8. A psicologia positiva é um novo campo?

Não não é. A psicologia positiva tem muitos ancestrais ilustres. Desde, pelo menos, a época de Sócrates, Platão e Aristóteles, a “boa vida” tem sido objeto de investigação filosófica e religiosa. Os psicólogos trabalham com psicologia positiva há décadas. Simplesmente não foi chamada de psicologia positiva. Para citar apenas alguns: Rogers (1951) e Maslow (1970) que são os fundadores do campo da psicologia humanística, programas de prevenção baseados no bem-estar por Albee (1982) e Cowen (1994), trabalho de Bandura (1989) e outros em autoeficácia, pesquisa sobre indivíduos dotados (por exemplo, Winner, 2000), concepções mais amplas de inteligência (por exemplo, Gardner, 1983; Sternberg, 1985), entre muitos outros. Marie Jahoda (1958) defendeu a compreensão do bem-estar por si só, não simplesmente como ausência de desordem ou sofrimento.

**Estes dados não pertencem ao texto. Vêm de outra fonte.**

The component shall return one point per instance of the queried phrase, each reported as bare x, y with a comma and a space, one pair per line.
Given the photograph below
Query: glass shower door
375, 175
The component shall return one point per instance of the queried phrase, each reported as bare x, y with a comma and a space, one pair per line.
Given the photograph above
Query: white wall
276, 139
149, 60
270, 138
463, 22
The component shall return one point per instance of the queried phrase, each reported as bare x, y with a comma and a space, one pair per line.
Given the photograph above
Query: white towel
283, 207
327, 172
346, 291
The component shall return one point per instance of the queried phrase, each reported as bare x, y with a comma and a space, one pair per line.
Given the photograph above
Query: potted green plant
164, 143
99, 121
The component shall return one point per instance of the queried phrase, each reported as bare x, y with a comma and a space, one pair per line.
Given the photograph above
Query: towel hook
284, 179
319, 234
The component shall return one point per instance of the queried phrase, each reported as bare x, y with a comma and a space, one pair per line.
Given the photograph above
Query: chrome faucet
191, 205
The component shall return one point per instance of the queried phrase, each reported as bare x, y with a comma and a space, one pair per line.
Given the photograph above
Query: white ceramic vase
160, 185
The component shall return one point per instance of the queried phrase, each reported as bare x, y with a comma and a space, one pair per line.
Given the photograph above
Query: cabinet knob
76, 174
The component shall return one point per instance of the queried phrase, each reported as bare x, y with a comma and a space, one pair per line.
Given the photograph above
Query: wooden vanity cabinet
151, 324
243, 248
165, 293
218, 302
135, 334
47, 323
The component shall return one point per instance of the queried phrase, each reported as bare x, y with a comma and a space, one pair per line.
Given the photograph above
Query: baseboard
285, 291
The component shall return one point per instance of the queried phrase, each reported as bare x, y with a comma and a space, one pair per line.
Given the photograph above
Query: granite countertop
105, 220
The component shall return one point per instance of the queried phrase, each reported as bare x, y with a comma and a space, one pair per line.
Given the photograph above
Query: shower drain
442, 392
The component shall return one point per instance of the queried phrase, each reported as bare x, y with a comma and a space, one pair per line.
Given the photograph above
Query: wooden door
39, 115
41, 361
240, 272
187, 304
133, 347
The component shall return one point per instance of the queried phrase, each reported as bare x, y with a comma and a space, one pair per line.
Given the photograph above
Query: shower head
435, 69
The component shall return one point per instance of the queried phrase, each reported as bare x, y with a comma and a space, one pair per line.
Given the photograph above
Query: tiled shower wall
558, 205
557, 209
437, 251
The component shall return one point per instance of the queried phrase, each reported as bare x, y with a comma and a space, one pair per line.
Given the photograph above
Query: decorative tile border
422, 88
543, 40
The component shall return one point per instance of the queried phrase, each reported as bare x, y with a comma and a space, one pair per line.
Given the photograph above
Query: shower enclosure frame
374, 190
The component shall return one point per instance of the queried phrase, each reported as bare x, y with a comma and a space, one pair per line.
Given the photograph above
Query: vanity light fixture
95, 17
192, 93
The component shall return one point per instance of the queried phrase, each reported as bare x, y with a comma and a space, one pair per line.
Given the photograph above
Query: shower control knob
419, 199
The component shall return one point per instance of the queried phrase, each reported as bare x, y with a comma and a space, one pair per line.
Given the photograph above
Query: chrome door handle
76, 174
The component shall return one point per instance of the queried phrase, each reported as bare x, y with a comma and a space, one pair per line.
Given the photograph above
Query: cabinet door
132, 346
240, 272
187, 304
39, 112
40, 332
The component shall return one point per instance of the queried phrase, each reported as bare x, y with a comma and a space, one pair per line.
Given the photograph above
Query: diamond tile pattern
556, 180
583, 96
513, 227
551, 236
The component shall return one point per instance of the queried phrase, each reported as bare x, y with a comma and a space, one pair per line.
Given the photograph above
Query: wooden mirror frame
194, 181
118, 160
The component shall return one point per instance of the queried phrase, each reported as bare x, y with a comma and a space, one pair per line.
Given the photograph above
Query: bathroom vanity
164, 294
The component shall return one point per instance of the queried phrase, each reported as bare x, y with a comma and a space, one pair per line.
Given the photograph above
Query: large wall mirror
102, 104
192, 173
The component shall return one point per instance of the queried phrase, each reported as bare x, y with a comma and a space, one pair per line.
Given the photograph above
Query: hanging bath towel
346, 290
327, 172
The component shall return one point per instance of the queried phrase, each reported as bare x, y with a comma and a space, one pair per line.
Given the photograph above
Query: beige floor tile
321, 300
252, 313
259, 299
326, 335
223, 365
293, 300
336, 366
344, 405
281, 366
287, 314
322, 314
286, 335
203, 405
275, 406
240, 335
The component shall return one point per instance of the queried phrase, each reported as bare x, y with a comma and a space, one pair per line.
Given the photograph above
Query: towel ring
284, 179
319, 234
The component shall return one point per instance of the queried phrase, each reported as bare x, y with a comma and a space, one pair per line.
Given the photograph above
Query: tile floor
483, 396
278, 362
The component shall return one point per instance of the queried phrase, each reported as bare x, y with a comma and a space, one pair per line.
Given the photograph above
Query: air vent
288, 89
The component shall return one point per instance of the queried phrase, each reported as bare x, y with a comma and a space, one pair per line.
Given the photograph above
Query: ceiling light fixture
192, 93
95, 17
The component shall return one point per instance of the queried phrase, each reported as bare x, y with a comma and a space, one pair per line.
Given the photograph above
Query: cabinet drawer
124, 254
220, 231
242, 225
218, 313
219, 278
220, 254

A psicologia positiva reconhece uma dívida para com a psicologia humanística, que era popular nas décadas de 1960 e 1970 e tem muitos seguidores até hoje. Abraham Maslow e Carl Rogers (entre outros) propuseram que as pessoas se esforcem para aproveitar ao máximo seu potencial em um processo chamado autoatualização, que pode ser impedido ou possibilitado por uma variedade de condições. A psicologia humanística enfatiza os objetivos pelos quais as pessoas se empenham, sua consciência desse empenho e a importância da escolha racional nesse processo.

Os psicólogos positivos de hoje não inventaram o estudo da felicidade, do bem-estar ou dos pontos fortes. A contribuição da psicologia positiva contemporânea foi apresentar o argumento explícito de que o que torna a vida mais digna de ser vivida merece seu próprio campo de estudo com base empírica, fornecer um termo guarda-chuva que reúne linhas isoladas de teoria e pesquisa, para promover a fertilização de ideias em campos relacionados por meio de conferências, institutos de verão e bolsas de pesquisa, para desenvolver uma visão conceitual abrangente de noções gerais de felicidade, para trazer este campo à atenção de várias fundações e agências de financiamento, para ajudar a arrecadar dinheiro para pesquisas e para firmemente afirmações fundamentais sobre o método científico.